I am Vice Chairman of NADP, and I was previously Chair for four years, before handing over to Geoff Babb. I was deafened by meningitis at the age of 15. My career was in librarianship, and I joined the British National Bibliography in 1967, which later became part of the British Library. I worked in London for many years, but my job was relocated to Yorkshire in 1989, and I have since then lived in Wetherby in Yorkshire, with constant (virtually weekly) forays by train to London and elsewhere. I took early retirement in 1999, but continued as Chairman of the Chartered Institute of Library and Information Professionals Dewey Decimal Classification Committee until 2007 and maintained close links with colleagues both in the UK and at the Library of Congress in Washington, which I have visited many times.

My interest in work for deaf people stems from the advances in telecommunications available to text users. I was involved in the first Voice Bureau Trial, which led to the Telephone Exchange for the Deaf and then Typetalk. I was Chair of the Typetalk Consumer Panel for nine years. I am still Secretary of TAG (of which I was a founder member) and a member of the Ofcom Advisory Committee on Older and Disabled People. I attended the inaugural meeting of NADP in the 1980s since the first Chair, Alison Heath, worked with me at the British Library and was good at arm twisting, and I have been involved with it in various ways ever since.

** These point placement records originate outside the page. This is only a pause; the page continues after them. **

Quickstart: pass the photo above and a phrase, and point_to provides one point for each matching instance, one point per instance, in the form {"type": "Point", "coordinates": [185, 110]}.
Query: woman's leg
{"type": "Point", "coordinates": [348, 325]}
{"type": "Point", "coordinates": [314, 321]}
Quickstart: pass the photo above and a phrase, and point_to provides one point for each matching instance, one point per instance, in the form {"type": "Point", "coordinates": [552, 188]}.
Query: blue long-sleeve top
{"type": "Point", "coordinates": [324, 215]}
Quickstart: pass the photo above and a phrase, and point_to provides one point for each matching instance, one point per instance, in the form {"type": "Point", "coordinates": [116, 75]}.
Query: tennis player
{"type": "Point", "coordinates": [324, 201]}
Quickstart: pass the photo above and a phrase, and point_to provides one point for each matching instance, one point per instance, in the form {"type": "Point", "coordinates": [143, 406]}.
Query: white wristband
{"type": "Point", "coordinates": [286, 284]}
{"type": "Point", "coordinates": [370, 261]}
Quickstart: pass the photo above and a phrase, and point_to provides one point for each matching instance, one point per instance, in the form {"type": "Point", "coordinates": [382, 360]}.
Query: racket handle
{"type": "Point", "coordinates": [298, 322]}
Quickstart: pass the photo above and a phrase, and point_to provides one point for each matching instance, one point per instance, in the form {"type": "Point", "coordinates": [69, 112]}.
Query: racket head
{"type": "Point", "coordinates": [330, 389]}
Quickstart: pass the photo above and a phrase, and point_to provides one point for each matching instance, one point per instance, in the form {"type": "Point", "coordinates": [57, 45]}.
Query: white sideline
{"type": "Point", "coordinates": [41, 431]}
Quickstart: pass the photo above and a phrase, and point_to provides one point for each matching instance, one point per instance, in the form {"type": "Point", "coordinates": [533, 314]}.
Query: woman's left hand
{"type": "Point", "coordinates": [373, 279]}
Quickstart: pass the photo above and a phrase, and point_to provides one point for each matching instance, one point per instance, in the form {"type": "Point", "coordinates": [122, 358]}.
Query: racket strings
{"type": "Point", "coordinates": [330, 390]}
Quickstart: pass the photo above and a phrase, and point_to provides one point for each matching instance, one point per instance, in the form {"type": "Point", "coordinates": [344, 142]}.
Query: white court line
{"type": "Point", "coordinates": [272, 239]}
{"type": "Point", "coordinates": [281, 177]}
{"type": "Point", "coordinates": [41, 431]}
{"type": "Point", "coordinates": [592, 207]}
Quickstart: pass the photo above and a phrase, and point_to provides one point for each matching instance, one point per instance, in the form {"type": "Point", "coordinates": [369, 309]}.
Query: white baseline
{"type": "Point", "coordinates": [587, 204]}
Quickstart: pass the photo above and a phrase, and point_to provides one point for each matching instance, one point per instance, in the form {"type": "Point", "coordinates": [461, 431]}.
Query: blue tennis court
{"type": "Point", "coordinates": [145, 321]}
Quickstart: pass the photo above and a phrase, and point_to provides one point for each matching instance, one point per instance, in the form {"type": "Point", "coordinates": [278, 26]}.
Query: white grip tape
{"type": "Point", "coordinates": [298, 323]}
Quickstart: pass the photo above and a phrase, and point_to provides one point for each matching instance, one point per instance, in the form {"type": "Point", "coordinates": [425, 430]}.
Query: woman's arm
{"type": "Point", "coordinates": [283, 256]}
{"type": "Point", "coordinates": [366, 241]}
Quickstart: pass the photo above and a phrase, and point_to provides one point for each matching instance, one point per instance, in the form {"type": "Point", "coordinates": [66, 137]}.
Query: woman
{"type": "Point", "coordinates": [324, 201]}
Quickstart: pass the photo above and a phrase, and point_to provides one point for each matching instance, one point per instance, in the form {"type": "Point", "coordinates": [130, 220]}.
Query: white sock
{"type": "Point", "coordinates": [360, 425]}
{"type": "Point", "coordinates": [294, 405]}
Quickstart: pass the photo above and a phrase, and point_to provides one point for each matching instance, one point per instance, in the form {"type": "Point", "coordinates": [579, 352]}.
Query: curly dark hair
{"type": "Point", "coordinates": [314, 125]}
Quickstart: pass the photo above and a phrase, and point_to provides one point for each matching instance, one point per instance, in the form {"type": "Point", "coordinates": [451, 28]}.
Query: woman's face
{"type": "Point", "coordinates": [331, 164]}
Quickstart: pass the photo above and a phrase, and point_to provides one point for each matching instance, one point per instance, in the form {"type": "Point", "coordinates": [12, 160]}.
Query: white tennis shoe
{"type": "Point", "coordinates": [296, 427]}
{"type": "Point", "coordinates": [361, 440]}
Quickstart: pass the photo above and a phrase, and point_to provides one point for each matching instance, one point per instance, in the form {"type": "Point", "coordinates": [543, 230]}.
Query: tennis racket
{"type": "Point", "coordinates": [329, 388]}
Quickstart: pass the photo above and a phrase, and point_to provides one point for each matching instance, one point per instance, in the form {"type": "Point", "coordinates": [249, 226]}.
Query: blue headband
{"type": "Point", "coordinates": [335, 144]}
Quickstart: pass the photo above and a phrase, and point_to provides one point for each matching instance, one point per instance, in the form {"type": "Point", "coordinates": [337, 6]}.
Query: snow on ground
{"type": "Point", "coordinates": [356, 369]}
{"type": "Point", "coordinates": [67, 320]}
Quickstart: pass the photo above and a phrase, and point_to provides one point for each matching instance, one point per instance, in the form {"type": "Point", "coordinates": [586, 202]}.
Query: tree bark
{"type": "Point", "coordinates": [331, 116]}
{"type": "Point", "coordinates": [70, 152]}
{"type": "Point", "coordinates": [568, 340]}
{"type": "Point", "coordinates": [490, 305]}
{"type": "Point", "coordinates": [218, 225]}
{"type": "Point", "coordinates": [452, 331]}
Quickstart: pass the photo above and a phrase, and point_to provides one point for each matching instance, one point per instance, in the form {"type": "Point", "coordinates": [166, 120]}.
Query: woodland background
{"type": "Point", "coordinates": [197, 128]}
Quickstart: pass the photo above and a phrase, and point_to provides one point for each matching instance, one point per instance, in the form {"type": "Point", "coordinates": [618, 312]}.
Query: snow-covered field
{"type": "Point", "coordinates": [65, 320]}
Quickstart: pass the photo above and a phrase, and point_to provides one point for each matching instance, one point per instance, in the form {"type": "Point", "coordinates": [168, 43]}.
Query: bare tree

My other major interest is Language Service Professionals (Lipspeakers, Speech to Text Reporters) and I am currently Chairman of the CACDP Access to Communication in English Registration Panel. When not involved in meetings for all of these, or at work on the computer keeping up with them all, my interests are travel, reading, good food (especially seafood) and wine. Too much indulgence in the last of these can be blamed for lack of attention at times to any thing else!